You have to figure even Jack,
given what has happened to his men, would decide that the next logical move is
to fix the engines and get the hell out of there as fast as possible. An even
more logical move would be to find Widmore and kill him for sending him and his
team on with horrible intelligence on a mission that is very close to a suicide
run. (There’s a very good chance that once Ben was back on the freighter, Keamy
and whatever survivors were left would have been killed themselves.)
But in a blindness to logic that
even Jack would be appalled by, Keamy decides to invoke the secondary protocol,
which apparently only he was aware of. Then he tells Frank to gas up the
chopper and tells the Captain that their plan is to ‘torch the island’. (That
doesn’t track with what we learn of Widmore next season, but then again it’s
just as likely he withheld information from Keamy too.) He then threatens Frank
at gunpoint to fly the chopper and then clearly plans to keep killing people
until Frank changes his mind. Frank has to know he’ll be killed no matter how
this turns out, which is why he makes the decision to try and help the people
on the beach. (And to be clear, if Frank had dumped the chopper in the ocean,
it would have been as disastrous as it ended up being.)

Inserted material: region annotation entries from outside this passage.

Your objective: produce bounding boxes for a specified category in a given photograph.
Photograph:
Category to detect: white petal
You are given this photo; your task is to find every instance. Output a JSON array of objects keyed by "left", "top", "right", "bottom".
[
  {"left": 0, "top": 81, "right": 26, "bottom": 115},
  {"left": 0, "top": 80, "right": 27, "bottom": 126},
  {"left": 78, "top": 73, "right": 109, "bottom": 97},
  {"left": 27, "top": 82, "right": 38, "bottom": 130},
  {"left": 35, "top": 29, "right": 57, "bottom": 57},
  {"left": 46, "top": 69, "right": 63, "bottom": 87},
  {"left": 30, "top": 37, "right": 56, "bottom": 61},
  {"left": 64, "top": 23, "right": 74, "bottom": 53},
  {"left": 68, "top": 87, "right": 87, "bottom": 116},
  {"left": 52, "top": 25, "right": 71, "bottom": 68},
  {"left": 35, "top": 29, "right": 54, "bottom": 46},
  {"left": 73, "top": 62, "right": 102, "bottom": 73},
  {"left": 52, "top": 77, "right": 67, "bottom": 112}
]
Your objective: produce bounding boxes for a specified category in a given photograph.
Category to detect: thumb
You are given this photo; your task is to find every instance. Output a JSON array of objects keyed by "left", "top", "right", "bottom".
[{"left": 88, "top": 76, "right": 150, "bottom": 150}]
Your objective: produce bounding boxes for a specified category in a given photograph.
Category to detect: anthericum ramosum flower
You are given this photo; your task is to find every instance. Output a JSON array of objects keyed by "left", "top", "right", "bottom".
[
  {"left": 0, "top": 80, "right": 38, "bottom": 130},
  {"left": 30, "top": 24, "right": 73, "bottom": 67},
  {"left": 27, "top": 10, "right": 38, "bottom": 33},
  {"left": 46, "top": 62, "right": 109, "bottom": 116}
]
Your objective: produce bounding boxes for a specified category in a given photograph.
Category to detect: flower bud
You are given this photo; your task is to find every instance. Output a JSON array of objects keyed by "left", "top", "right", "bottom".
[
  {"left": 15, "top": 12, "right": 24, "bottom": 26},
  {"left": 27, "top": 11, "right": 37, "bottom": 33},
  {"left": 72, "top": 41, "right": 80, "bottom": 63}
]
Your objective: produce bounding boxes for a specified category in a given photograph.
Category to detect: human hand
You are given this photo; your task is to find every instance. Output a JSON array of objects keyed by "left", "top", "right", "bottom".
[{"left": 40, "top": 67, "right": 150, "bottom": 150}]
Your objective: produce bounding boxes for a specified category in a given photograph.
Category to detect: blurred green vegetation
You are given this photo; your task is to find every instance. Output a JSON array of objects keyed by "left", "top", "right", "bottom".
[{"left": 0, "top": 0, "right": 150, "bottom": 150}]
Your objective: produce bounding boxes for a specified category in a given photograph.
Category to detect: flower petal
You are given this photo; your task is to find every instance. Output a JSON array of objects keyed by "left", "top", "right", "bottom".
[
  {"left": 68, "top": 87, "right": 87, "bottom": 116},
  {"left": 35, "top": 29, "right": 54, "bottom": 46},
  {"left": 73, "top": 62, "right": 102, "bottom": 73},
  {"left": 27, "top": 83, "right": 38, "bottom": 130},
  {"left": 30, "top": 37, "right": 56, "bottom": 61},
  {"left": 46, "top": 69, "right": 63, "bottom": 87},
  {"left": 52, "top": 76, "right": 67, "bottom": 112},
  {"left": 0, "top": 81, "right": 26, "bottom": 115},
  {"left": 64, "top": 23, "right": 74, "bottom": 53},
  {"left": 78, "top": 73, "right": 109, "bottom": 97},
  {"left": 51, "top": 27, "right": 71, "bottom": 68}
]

There now only seems to be one
move left. Sayid has taken the zodiac raft and is going to start ferrying
people off the island. Desmond, notably, stays behind. He tells Sayid he has no
intention of ever going back to the island, and this is a problem he will keep.
(Willingly, at least.) The doctor gets his throat cut (a couple of minutes
after learning he’s already died that way) and Gault, who has now realized just how dangerous a mission
he’s on has taken on the side of the survivors but Keamy kills him without even
a blink. (I’m not sure Keamy’s thinking at all.) And now Locke has a plan. He has been told
that they have to move the island. Only on Lost will that not only make
sense but end up being a critical plot point for the series going forward.
Cabin Fever is a brilliant episode
because it encapsulates both in the past and the present, the tragedy of John
Locke. He is still making the wrong choices; he’s still listening to the wrong
people and he’s still blindly following directions even when they are
absolutely nonsensical. We know for sure now, as John does, that he was
supposed to come to the island. But we also know just as surely that’s always
going to be enough to paper over any doubts he might have about his path. He
still has no idea where he’s going: as long as it means protecting the island,
he’ll follow any path, no matter how many bodies he has to climb over – or
through – to get there. Ben tells him outright how fickle destiny can be, and
as always he refuses to listen to someone who actually knows what he’s talking
about in favor of blindly following fate.